Tout à fait. "L'absence ou le retard du salarié en cas d'intempéries (tempêtes, fortes chutes de neige...) n'est pas une faute s'il lui est impossible de se rendre au travail", précise le site officiel de l'administration française. Si ces conditions sont réunies, pas de sanction en cas de retard ou d'absence, par exemple si les routes sont impraticables et les transports en commun bloqués.

Comment justifier son absence ?

"En cas d’absence ou de retard, le salarié doit informer son employeur, c’est une obligation", prévient aussi dans Le Parisien Me Eric Rocheblave, spécialiste du droit du travail.] "Une absence injustifiée expose à des sanctions disciplinaires" et à une retenue sur salaire, pointe l'avocat. 

Une condition indispensable pour justifier son retard : "apporter la preuve de la force majeure et ne pas se contenter d'un SMS ou d'un mail pour dire qu'on ne viendra pas", prévient Philippe Duport, spécialise du monde du travail de franceinfo.

Par exemple, explique Eric Rocheblave, "un selfie avec sa voiture bloquée par des congères, des coupures de presse, dans le cas où le phénomène météo est hyperlocalisé". Si l’employeur met en doute la légitimité de l’absence, ces preuves accumulées peuvent être versées au dossier.

"D'un point de vue pratique, on voit rarement des employeurs sanctionner des salariés dans des épisodes neigeux comme celui qu'on connaît actuellement", rassure Nathalie Lallier, avocate spécialisée en droit du travail, à franceinfo.

Quelles conséquences sur le salaire ?

"Journée pas travaillée, journée pas payée !", rappelle Philippe Duport. L'employeur n'est pas obligé de payer les journées d'absence de ses employés, sauf si la convention collective le prévoit, rappelle BFMTV. Ces journées seront donc retenues sur la rémunération du salarié, mais également sur ses potentielles primes et tickets restaurant. Il est toutefois possible de limiter les dégâts sur la fiche de paie si l'employeur propose des alternatives comme récupérer ses heures d'absence, prendre des congés payés ou des RTT, ou recourir au télétravail. 
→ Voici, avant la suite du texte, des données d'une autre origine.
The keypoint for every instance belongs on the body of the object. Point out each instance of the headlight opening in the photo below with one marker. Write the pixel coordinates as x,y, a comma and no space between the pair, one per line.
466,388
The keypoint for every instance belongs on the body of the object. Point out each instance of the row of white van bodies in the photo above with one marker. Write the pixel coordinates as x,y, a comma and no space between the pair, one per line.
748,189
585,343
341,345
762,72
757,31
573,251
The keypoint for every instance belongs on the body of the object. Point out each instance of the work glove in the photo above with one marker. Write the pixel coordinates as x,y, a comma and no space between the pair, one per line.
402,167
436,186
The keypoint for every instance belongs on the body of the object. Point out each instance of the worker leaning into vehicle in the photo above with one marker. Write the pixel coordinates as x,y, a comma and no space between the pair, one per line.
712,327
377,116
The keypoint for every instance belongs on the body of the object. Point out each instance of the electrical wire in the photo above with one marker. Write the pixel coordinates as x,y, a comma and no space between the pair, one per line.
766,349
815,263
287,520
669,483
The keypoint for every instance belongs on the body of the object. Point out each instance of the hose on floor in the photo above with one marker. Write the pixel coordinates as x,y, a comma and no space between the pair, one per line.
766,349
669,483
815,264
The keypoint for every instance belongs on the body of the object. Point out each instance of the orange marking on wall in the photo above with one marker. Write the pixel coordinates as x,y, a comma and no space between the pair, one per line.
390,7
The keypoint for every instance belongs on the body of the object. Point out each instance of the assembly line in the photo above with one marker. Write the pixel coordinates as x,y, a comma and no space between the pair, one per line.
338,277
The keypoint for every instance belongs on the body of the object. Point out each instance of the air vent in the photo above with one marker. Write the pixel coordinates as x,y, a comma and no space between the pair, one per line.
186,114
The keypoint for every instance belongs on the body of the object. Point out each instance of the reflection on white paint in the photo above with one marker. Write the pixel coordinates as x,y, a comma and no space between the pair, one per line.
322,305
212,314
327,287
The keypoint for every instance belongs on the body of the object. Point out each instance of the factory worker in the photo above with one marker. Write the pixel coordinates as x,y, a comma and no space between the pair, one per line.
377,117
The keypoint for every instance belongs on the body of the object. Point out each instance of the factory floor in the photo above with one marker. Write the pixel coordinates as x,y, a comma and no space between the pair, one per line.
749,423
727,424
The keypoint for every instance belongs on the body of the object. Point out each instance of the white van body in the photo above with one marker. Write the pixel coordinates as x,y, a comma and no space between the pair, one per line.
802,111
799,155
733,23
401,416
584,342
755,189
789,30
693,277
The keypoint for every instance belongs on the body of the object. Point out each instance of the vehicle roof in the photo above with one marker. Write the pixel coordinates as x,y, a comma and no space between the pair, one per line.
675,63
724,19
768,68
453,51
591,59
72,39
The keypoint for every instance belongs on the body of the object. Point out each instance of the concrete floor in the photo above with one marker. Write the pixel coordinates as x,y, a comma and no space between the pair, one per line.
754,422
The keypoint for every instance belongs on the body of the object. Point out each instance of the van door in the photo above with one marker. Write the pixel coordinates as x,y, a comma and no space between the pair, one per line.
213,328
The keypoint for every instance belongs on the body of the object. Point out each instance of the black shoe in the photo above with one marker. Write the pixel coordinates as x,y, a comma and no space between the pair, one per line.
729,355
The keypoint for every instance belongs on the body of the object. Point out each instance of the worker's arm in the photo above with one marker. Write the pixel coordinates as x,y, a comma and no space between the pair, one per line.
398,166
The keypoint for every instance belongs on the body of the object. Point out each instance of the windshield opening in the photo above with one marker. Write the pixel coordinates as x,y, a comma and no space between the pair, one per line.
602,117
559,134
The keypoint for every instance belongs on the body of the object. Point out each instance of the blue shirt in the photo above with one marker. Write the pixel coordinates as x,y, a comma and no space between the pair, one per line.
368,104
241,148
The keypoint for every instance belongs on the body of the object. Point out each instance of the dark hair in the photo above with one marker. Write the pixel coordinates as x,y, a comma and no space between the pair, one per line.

Dernière possibilité, exercer son droit de retrait, comme le prévoit l’article 4131-1 du Code du travail en cas de danger grave et imminent lors d'un déplacement professionnel. L'employeur est alors tenu de rémunérer son salarié. "S’il estime qu’il est dangereux de prendre l’autoroute verglacée, le salarié peut exercer son droit de retrait, il peut également refuser un déplacement professionnel", détaille Eric Rocheblave. Il précise qu'il suffit de passer un coup de téléphone ou d'envoyer un mail à son patron.